2021-10-03	refactor(simulator): Separate push and pull flags	Fabian Mastenbroek
	This change separates the push and pull flags in FlowConsumerContextImpl, meaning that sources can now push directly without pulling and vice versa.
2021-10-03	refactor(simulator): Migrate to flow-based simulation	Fabian Mastenbroek
	This change renames the `opendc-simulator-resources` module into the `opendc-simulator-flow` module to indicate that the core simulation model of OpenDC is based around modelling and simulating flows. Previously, the distinction between resource consumer and provider, and input and output caused some confusion. By switching to a flow-based model, this distinction is now clear (as in, the water flows from source to consumer/sink).
2021-10-03	refactor(simulator): Merge distributor and aggregator into switch	Fabian Mastenbroek
	This change removes the distributor and aggregator interfaces in favour of a single switch interface. Since the switch interface is as powerful as both the distributor and aggregator, we don't need the latter two.
2021-10-03	refactor(simulator): Remove onUpdate callback	Fabian Mastenbroek
	This change removes the `onUpdate` callback from the `SimResourceProviderLogic` interface. Instead, users should now update counters using either `onConsume` or `onConverge`.
2021-10-03	refactor(simulator): Invoke consumer callback on every invalidation	Fabian Mastenbroek
	This change updates the simulator implementation to always invoke the `SimResourceConsumer.onNext` callback when the resource context is invalidated. This allows users to update the resource counter or do some other work if the context has changed.
2021-10-03	perf(simulator): Reduce memory allocations in SimResourceInterpreter	Fabian Mastenbroek
	This change removes unnecessary allocations in the SimResourceInterpreter caused by the way timers were allocated for the resource context.
2021-10-03	refactor(simulator): Add support for pushing flow from context	Fabian Mastenbroek
	This change adds a new method to `SimResourceContext` called `push` which allows users to change the requested flow rate directly without having to interrupt the consumer.
2021-10-03	refactor(simulator): Combine work and deadline to duration	Fabian Mastenbroek
	This change removes the work and deadline properties from the SimResourceCommand.Consume class and introduces a new property duration. This property is now used in conjunction with the limit to compute the amount of work processed by a resource provider.
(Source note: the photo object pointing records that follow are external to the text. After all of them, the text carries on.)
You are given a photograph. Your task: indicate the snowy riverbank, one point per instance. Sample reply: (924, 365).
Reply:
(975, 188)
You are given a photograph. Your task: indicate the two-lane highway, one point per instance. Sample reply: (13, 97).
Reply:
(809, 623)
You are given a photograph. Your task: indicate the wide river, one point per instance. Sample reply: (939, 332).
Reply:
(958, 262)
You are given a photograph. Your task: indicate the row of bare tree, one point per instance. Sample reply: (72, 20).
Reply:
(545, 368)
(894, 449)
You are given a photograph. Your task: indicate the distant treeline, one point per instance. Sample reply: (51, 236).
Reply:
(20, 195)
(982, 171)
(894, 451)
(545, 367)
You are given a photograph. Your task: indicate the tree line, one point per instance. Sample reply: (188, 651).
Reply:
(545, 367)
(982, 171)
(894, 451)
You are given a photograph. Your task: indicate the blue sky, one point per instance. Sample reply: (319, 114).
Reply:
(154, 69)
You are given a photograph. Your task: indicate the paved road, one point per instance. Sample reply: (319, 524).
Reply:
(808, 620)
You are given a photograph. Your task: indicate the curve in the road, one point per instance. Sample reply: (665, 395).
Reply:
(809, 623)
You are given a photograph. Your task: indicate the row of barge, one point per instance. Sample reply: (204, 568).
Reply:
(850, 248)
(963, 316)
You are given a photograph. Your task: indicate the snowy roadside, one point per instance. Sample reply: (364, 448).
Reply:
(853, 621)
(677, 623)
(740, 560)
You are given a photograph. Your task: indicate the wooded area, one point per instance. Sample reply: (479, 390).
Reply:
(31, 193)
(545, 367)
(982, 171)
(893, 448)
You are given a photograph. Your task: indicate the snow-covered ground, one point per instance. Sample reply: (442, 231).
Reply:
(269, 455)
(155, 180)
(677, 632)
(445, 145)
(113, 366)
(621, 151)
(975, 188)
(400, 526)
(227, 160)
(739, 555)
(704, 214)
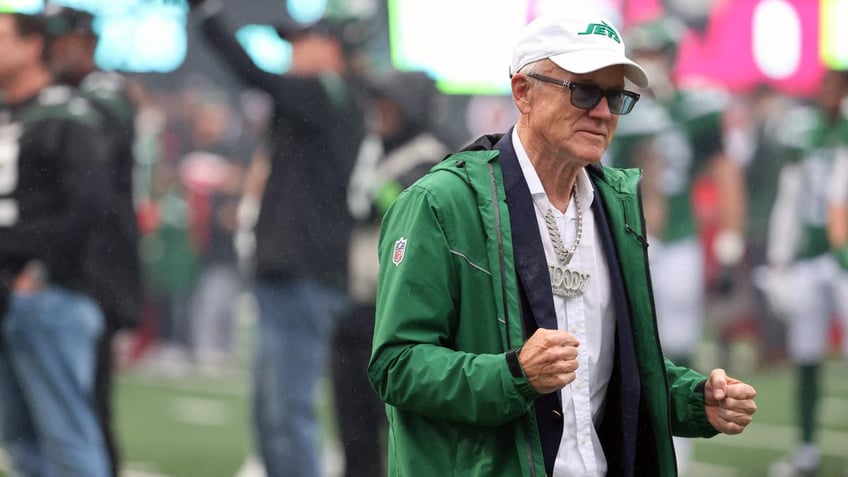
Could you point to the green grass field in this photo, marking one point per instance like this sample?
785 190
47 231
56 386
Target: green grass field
195 426
198 427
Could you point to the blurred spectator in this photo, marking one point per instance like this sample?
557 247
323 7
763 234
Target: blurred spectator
399 150
303 227
57 184
171 266
805 276
695 150
116 264
212 173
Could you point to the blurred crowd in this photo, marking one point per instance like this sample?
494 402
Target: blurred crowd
272 195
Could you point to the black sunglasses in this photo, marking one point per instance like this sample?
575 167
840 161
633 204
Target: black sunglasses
587 96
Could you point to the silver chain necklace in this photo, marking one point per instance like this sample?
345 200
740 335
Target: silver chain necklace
565 281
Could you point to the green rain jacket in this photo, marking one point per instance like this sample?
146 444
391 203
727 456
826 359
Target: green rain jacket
448 317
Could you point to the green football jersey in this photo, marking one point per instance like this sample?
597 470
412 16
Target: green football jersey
811 140
688 131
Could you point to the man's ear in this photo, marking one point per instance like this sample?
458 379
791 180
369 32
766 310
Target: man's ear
520 92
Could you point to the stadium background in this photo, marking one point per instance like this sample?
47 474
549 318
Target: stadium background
188 424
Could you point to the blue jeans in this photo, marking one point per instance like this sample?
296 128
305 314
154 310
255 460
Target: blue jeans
296 320
47 356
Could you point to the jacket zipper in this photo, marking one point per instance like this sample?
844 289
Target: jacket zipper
653 308
502 260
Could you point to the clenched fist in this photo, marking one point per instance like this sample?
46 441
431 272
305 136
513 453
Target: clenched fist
729 403
549 359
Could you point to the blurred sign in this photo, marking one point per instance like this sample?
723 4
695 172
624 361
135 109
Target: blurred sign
785 44
754 42
23 6
834 35
137 35
265 47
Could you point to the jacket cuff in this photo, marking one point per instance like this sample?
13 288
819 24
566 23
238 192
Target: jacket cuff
699 411
512 362
522 385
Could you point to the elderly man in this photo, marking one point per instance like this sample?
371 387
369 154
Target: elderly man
515 330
Previously, we used both work and deadline to compute the duration and the amount of remaining work at the end of a consumption. However, with this change, we ensure that a resource consumption always runs at the same speed once establishing, drastically simplifying the computation for the amount of work processed during the consumption.
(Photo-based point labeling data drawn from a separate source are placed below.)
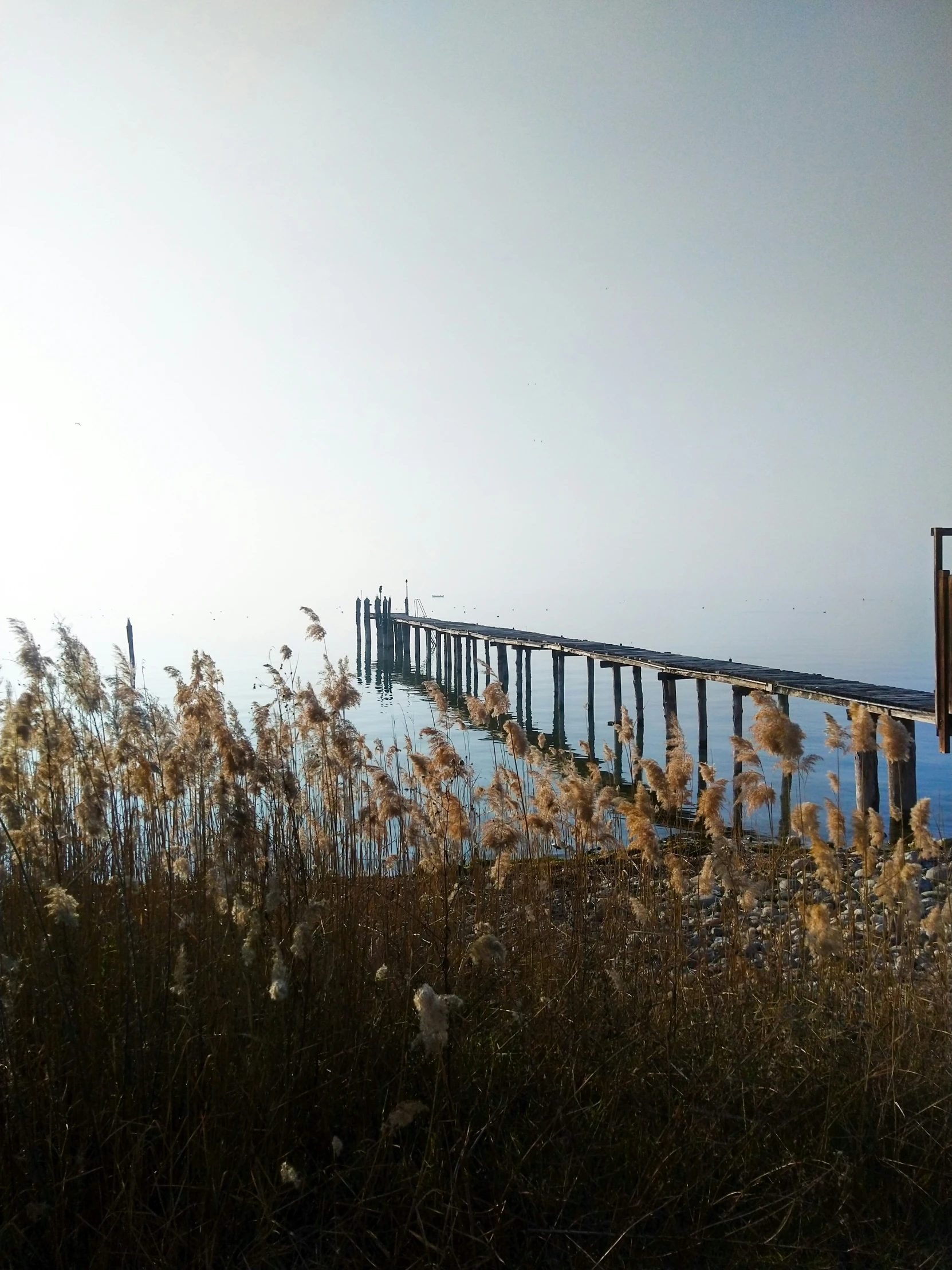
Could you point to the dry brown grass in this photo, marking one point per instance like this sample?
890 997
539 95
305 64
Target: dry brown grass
287 1001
2021-09-28	refactor(telemetry): Do not require clock for ComputeMetricExporter	Fabian Mastenbroek
	This change drops the requirement for a clock parameter when constructing a ComputeMetricExporter, since it will now derive the timestamp from the recorded metrics.
2021-09-21	feat(trace): Add support for writing traces	Fabian Mastenbroek
	This change adds a new API for writing traces in a trace format. Currently, writing is only supported by the OpenDC VM format, but over time the other formats will also have support for writing added.